Provide a Simple, Low-Context Example
Ideally, you can show a demonstration of the simplest possible use-case, in a way that requires the least amount of knowledge, using a format that is as close to executable as possible.
Try to answer these questions:
- What is the most basic use-case of the software you can think of, e.g. printing “Hello World”?
- If you sat down at a brand new computer of your choice, how could you demonstrate that use-case?
- For each step of the use-case, can you explain what that step does and why that step needs to be followed?
- What pre-requisites are there to allow you to demonstrate this use-case on any supported platform?
You may need more than one use-case and, if so, answer the same questions for each. If you can answer these questions, you can essentially write them all down to provide the e.g. sample code for your software.
At this point, you will have done far better than most open source software, because the reader will understand what your software is for, why it exists, and broadly how it works. This will serve newcomers well. Now you have to provide help to actual users.
Provide a Reference for Everyday Use
The reference documentation contains specifics and details about the intended behavior of your software, along with detailed use-cases.
To create this, first answer these questions:
- How, exactly, should your software be installed on each supported platform, assuming little to no context on the part of the user?
- How, exactly, should the user invoke or run the application to verify it was installed properly?
- What differences are there between development and production when installing the application?
- What are the common tasks the user will want to accomplish if they are using the software as intended?
- What decisions should the user consider when using your software in earnest?
- How can the user observe the software’s behavior, especially if something goes wrong?
Answering these, and then writing them up as documentation, will serve new and intermediate users pretty well. If
you’ve ever needed to remember how to use the venerable UNIX tar
command, and made the mistake of calling up its
manual via man tar
, you know the power of use-case specific examples and documentation—you probably needed man
tar
to tell you tar cvfz «your file».tgz
.
The next type of reference documentation to consider is API documentation, which includes (but isn’t limited to ):
- Library documentation (methods/classes/functions)
- Configuration documentation
- Command-line documentation
- Database or other data store documentation
- Error codes and common informational messages
Here, be specific, show examples, and show context. It’s very difficult to understand configuration documentation when you don’t know how deep in a JSON or YAML file some key is expected to go. The more a user can copy and paste into their editor and tweak it, the better.
Also keep in mind for dynamically-typed languages (which does include almost all configuration file formats), document the types of things and be specific. The user needs to know what they are supposed to pass in for normal use.
If you approach documentation in this way, it does have some implications for the design of your system.
Design Implications
Consider systems you may have worked with and how easy or difficult it might be to answer the questions above. Could those systems have been designed differently to make them easy to document?

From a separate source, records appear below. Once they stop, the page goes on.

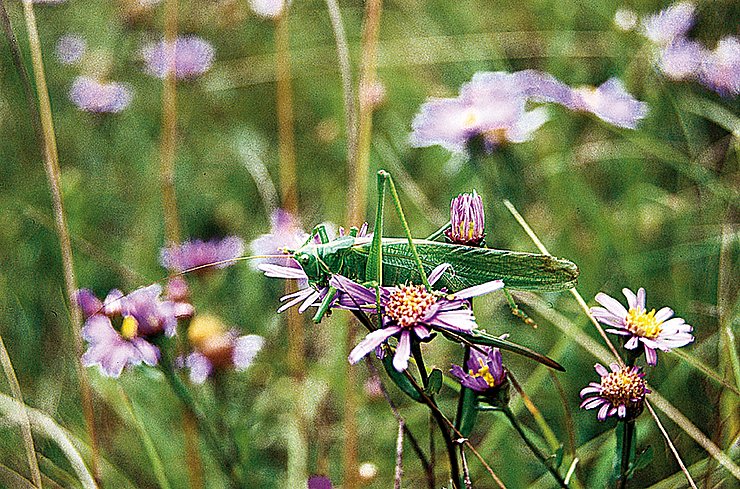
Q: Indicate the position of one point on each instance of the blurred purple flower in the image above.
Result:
(285, 233)
(670, 24)
(270, 9)
(467, 220)
(721, 68)
(70, 48)
(216, 348)
(485, 370)
(94, 96)
(491, 105)
(193, 57)
(621, 391)
(654, 330)
(612, 103)
(198, 253)
(141, 314)
(681, 59)
(410, 308)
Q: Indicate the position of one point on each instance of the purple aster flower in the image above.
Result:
(681, 59)
(217, 349)
(621, 391)
(721, 68)
(670, 24)
(655, 330)
(467, 220)
(491, 105)
(612, 103)
(410, 309)
(193, 57)
(485, 370)
(197, 253)
(98, 97)
(284, 234)
(270, 9)
(70, 49)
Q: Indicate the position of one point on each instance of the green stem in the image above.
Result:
(628, 433)
(536, 451)
(226, 460)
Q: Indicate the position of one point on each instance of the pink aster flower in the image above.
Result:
(138, 316)
(670, 24)
(720, 70)
(485, 370)
(193, 57)
(654, 330)
(467, 220)
(612, 103)
(98, 97)
(621, 391)
(198, 253)
(681, 59)
(410, 309)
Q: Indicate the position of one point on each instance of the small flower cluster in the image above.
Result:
(493, 105)
(622, 391)
(679, 57)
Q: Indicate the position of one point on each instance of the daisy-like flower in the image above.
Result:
(670, 24)
(491, 105)
(612, 103)
(681, 59)
(70, 48)
(485, 371)
(654, 330)
(621, 391)
(139, 316)
(197, 253)
(720, 70)
(217, 348)
(467, 220)
(408, 309)
(193, 57)
(98, 97)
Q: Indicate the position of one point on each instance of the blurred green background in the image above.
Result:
(632, 208)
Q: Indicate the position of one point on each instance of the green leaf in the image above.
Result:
(479, 337)
(435, 382)
(401, 380)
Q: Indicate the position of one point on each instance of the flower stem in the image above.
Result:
(226, 460)
(628, 434)
(536, 451)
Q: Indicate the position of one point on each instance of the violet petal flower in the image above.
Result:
(98, 97)
(621, 392)
(484, 370)
(681, 59)
(193, 57)
(198, 253)
(655, 330)
(407, 309)
(612, 103)
(669, 24)
(720, 70)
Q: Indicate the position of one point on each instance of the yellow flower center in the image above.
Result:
(485, 373)
(622, 387)
(643, 323)
(129, 327)
(408, 304)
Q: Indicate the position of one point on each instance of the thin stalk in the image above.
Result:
(53, 174)
(226, 460)
(15, 389)
(628, 433)
(532, 447)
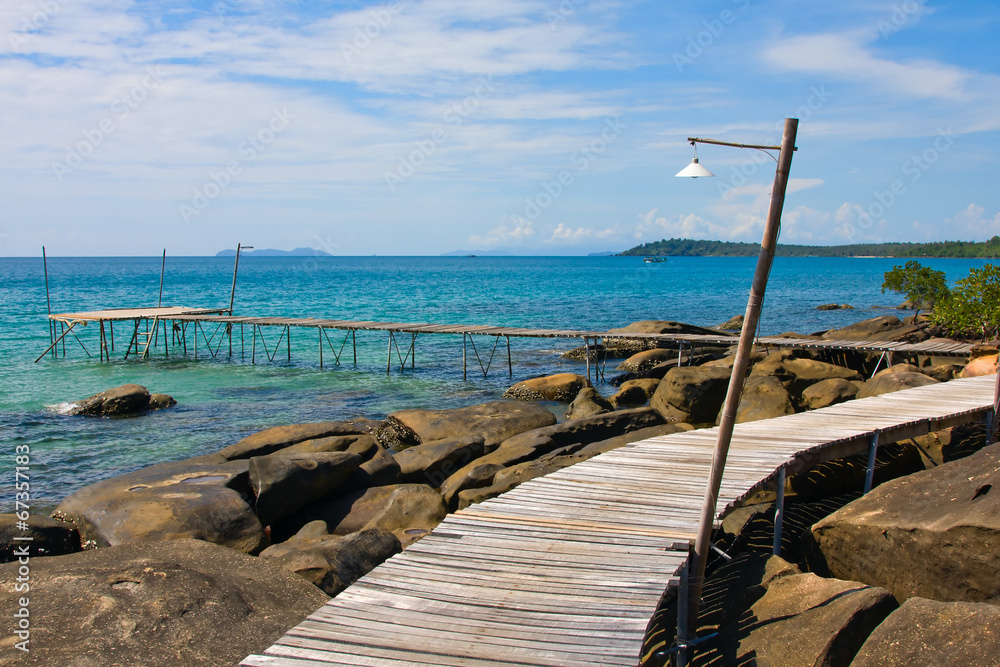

Compare Angular and React’s documentation. I realize these aren’t 100% competing technologies, but React shows you a running component, live in your browser, right on the main page. Angular requires you to connect to a third party website, launch a browser-based IDE, which launches a development server, and then requires having at least two browser tabs open to figure out what’s going on (it took me over a minute to do this).
I would suggest answering the questions in the first two parts of the rubric before writing any code, and keeping the answers in mind as you work. A system that is easy to document is likely to be easy to use. That means you can spend less time on helping users and more time maintaining and enhancing the system.